APASS: Noun in role A given the S case, noun in role P demoted to some
oblique case (dative, say).
And then we require that PASS be used with the perfect and APASS with
the progressive (from analogy with the tenses). (Intransitives are
tricky -- can't really use PASS or APASS with an intransitive.
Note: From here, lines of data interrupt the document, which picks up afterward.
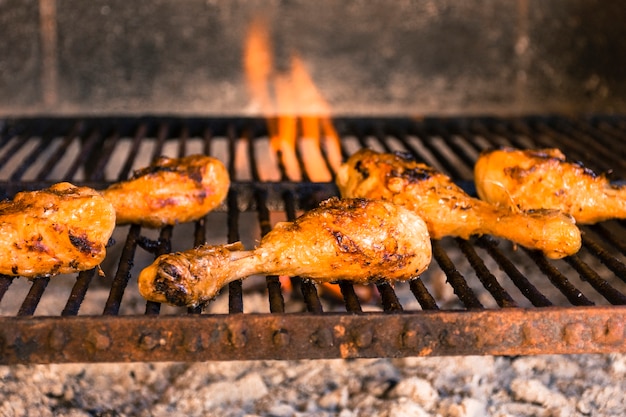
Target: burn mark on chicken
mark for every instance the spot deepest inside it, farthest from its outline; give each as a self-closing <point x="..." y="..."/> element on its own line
<point x="413" y="175"/>
<point x="361" y="169"/>
<point x="36" y="245"/>
<point x="82" y="243"/>
<point x="194" y="172"/>
<point x="168" y="282"/>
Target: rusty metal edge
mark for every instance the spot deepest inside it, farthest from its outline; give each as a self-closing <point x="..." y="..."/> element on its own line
<point x="512" y="331"/>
I'd
say add a reflexive marker on the verb and introduce the
"my/your/himself" dummy patient, then add the voice.) We then get the
following tense/aspect chart:
S A P
PAST p n p
PAST PERF i p
PAST PROG p d
PRES n a p
PRES PERF i n
PRES PROG n d
FUT a a p
FUT PERF i a
FUT PROG a d
If word order is strict, you could give up the instrumental and dative
in favor of a catch-all oblique case without sacrificing the
deducibility of this system. This would also be possible with
free-word order and voice-affixes on the verb. (But then the
listeners could deduce aspect *just* from the verb rather than the
nouns, too.)
I wonder what would happen when a speaker *actually* needed to use
passive voice? I'd have to think about this one for a bit...
Anyway, there's one idea. Have fun!
> On Wed, 23 Mar 2005 12:50:27 +0100, Henrik Theiling <theiling@...> wrote:
> > Patrick: you should give the name of the original poster ('twas Edward).
My apologies; sometimes I'm a little too hasty with the quote-snipping.